So competent and effective regulation will, if it does anything, radically reduce the number of pharmaceuticals that are allowed to go on the market. Thereby massively hitting drug company profits and, in turn, the number of people they employ; numbers which are dropping anyway.

Thus, you are soon face to face with a fundamental conflict of our capitalist system. An unavoidable collision between the impulse most decent people share for reducing the anti-social effects of capitalism, against the need for capitalism to prosper so that everyone can have good jobs and incomes. We are, whether we like it or not, materially dependent on the system’s success. But a successful system causes outcomes, such as global warming and prescribing dangerous medicines, that are inherently destructive.

Planned Regulatory Obsolescence

If regulation of the pharmaceutical industry were actually competent, as Goldacre wants it to be, it would prevent capitalism from working. Actually it’s not working well, once high performing pharma stocks have fallen below those of Coca-Cola and Unilever and drug companies are shunning research, but effective regulation would be another drag on profits. A UN report in 2009 found that a third of the profits of the world’s biggest 3,000 companies would be wiped out if firms were forced to pay for the use, loss and damage to the environment they cause. In other words, truly effective environmental regulation would render capitalism impossible.

So regulation is, quite deliberately, not effective. It allows, as research has found, just enough reform to buy off critics without seriously impeding corporate priorities. In the end, Goldacre’s vision of a “competent regulatory framework” is far more utopian than changing the system so that profit maximization is no longer the modus operandi of pharmaceutical companies.


An Alternative to regulation

 Is there an alternative to the futility of regulation that avoids the pathologies of a Soviet-style command economy? Actually there is:  a weapon to bend bad pharma to the public interest that entails no mass expropriations and preserves a market economy.

“A man who causes harm in the course of his work can be sued for the full cost of that harm to the point of personal ruin,” writes Dan Hind in his book, The Return of the Public.  “A man who owns shares in a company that causes the same harm risks only his original investment.” This is the privilege of limited liability, granted by the state, on the grounds that by limiting risk to corporate investors, innovation, in the public interest, is encouraged.
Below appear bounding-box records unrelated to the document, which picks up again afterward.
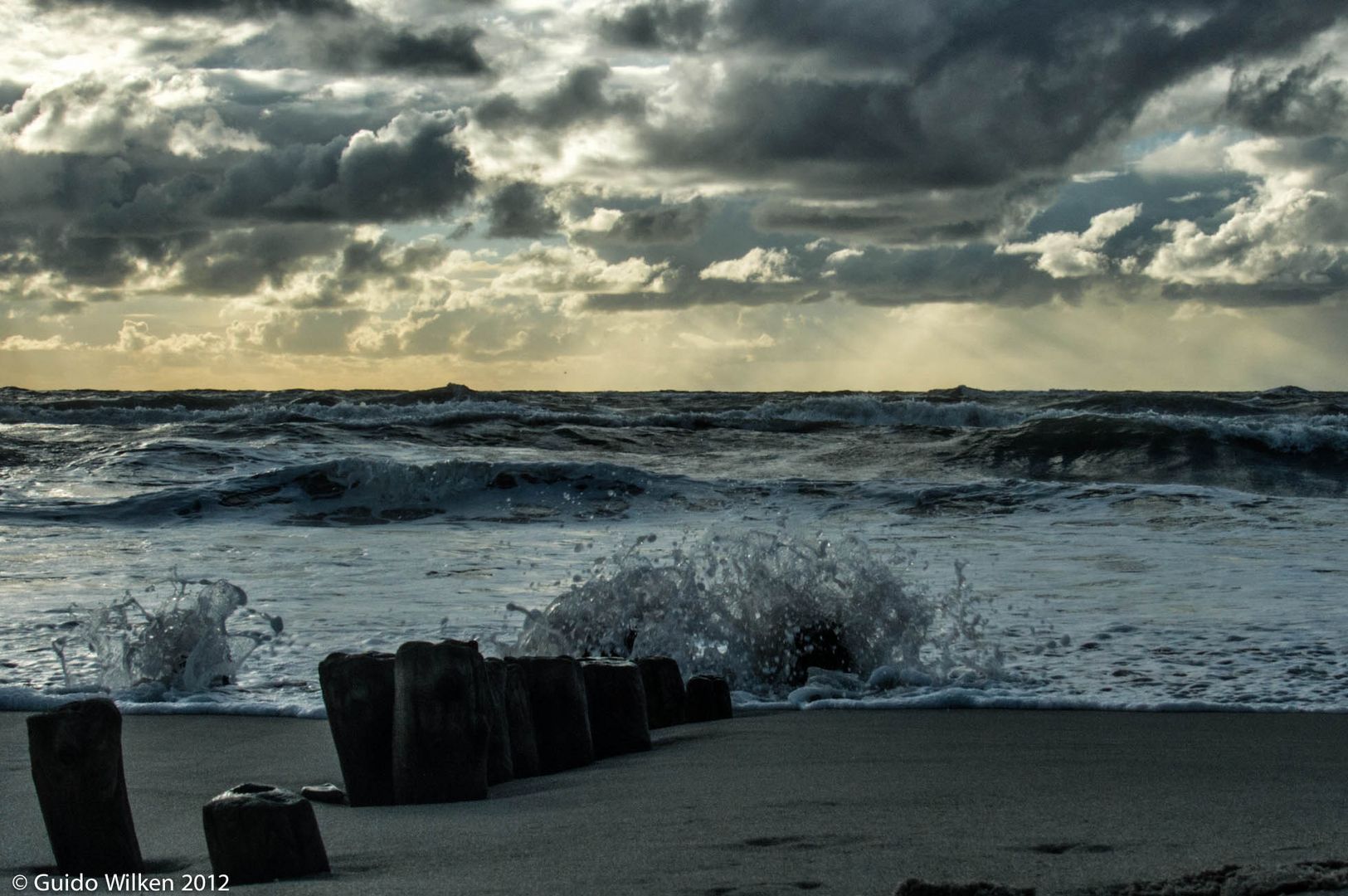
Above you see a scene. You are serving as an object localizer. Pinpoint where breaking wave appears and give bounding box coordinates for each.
[2,458,707,525]
[511,529,1003,695]
[0,387,1024,431]
[951,412,1348,496]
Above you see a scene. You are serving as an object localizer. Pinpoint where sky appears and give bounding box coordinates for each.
[0,0,1348,391]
But recent experience of the finance industry, as well as pharmaceutical companies, demonstrates that limited liability, far from promoting the public interest, inculcates public harm.

Hind argues that limited liability be reserved for employee-owned and managed companies. Harry Shutt, who originally voiced the incompatibility of profit-maximising pharmaceutical companies with the public good, believes that limited liability should only be granted to companies that represent the community on their boards and serve a defined public purpose.
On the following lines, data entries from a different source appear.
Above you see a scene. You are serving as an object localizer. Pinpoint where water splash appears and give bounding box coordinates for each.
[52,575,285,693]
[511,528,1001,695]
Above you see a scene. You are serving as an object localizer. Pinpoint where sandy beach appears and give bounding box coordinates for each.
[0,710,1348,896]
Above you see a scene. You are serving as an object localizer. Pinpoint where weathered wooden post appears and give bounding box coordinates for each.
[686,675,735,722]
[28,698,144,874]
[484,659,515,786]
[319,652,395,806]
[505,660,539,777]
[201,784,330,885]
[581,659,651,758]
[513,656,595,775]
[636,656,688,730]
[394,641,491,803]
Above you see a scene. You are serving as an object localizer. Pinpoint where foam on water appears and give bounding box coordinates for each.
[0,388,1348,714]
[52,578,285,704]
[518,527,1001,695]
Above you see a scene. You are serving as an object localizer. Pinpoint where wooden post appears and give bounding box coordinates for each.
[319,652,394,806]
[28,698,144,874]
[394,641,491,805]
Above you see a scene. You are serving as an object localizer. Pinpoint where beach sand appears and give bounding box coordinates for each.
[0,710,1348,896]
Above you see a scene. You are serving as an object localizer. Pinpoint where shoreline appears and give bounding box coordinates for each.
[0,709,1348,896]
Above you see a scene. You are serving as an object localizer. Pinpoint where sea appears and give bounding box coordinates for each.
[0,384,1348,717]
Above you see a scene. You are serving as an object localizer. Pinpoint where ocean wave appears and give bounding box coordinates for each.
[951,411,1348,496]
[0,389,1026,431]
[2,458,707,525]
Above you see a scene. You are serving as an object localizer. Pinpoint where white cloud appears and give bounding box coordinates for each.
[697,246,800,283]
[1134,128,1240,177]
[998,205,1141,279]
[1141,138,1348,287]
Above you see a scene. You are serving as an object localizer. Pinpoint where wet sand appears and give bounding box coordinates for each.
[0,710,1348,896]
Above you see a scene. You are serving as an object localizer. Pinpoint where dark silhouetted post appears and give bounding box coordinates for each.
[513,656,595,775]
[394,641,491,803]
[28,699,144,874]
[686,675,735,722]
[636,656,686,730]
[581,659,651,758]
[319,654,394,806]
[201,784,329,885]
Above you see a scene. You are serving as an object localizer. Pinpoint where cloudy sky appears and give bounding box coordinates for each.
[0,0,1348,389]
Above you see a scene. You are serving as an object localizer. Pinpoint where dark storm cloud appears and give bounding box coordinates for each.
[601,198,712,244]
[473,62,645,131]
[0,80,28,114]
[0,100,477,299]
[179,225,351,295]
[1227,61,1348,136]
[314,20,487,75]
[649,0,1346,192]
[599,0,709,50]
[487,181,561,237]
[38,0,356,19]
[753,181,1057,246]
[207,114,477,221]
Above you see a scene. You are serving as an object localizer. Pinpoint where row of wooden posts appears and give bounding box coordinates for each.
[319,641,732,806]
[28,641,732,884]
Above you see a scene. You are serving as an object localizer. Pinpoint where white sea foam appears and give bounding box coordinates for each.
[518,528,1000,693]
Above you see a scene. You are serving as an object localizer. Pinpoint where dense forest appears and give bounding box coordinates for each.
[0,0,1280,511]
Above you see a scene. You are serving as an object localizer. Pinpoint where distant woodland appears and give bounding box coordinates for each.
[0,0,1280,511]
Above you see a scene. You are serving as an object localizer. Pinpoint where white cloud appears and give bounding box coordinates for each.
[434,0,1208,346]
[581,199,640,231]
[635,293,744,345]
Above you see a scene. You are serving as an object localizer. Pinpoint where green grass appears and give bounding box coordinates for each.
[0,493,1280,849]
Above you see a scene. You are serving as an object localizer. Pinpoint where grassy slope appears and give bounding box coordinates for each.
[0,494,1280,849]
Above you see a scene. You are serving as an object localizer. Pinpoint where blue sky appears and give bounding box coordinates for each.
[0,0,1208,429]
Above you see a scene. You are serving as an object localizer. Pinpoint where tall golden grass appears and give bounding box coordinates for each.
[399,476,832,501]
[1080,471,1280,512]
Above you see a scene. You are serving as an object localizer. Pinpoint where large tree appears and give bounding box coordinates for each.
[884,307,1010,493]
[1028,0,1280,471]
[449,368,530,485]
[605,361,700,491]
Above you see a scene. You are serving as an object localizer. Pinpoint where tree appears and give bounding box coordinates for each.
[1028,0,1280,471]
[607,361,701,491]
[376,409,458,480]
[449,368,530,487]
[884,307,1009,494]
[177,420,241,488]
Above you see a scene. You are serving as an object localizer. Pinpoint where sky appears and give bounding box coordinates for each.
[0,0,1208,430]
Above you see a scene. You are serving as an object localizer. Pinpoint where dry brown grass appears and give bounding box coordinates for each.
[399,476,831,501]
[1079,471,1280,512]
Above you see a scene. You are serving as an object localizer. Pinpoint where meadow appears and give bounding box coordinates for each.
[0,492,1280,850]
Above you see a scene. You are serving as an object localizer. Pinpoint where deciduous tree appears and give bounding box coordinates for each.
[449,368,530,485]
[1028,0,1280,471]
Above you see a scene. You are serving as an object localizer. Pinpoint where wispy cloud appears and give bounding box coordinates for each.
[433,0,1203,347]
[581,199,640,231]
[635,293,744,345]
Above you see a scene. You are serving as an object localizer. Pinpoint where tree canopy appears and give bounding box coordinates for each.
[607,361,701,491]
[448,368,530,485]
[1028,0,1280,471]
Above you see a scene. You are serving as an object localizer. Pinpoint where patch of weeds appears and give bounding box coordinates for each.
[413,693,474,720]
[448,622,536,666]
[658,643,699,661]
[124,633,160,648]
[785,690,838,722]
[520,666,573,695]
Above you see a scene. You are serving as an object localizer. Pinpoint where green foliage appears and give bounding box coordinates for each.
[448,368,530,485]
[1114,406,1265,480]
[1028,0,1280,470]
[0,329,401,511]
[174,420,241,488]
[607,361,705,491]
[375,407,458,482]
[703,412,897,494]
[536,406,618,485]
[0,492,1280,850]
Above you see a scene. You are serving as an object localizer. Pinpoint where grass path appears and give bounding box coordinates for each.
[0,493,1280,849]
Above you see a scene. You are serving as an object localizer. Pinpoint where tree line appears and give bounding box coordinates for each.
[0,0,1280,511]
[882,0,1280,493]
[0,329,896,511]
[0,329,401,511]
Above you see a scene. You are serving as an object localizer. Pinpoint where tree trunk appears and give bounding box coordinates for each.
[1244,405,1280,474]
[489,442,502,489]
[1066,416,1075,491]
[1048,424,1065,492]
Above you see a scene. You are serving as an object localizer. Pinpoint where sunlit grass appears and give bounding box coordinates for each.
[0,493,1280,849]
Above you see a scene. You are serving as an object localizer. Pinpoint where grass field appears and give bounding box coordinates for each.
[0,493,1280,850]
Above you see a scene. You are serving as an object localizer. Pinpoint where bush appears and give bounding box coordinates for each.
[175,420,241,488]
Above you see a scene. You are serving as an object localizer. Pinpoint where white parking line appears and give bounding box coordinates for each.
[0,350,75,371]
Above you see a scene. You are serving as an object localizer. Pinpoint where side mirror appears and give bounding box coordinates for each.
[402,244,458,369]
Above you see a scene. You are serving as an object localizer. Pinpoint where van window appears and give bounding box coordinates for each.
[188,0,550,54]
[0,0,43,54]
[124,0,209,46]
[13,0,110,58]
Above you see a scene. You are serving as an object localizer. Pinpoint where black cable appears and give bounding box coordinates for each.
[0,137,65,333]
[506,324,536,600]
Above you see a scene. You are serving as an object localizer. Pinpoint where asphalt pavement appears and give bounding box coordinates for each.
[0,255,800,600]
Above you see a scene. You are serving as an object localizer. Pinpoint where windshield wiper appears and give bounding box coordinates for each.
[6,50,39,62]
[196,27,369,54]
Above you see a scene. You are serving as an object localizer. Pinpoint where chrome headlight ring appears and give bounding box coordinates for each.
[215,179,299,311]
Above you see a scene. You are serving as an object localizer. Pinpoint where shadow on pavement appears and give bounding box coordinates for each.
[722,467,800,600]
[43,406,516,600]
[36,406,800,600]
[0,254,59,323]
Removing the automatic conferring of limited liability would restore the non-profit impulse that was once a significant part of the pharmaceutical industry. Before it was floated on the stock exchange in 1986, the Wellcome Foundation, wholly-owned by a charity, was one of Britain’s largest pharmaceutical companies. The Royal Marsden Hospital in London – part of the NHS - is, still today, a major source of research into drugs combating cancer, financed by a combination of state and charitable contributions.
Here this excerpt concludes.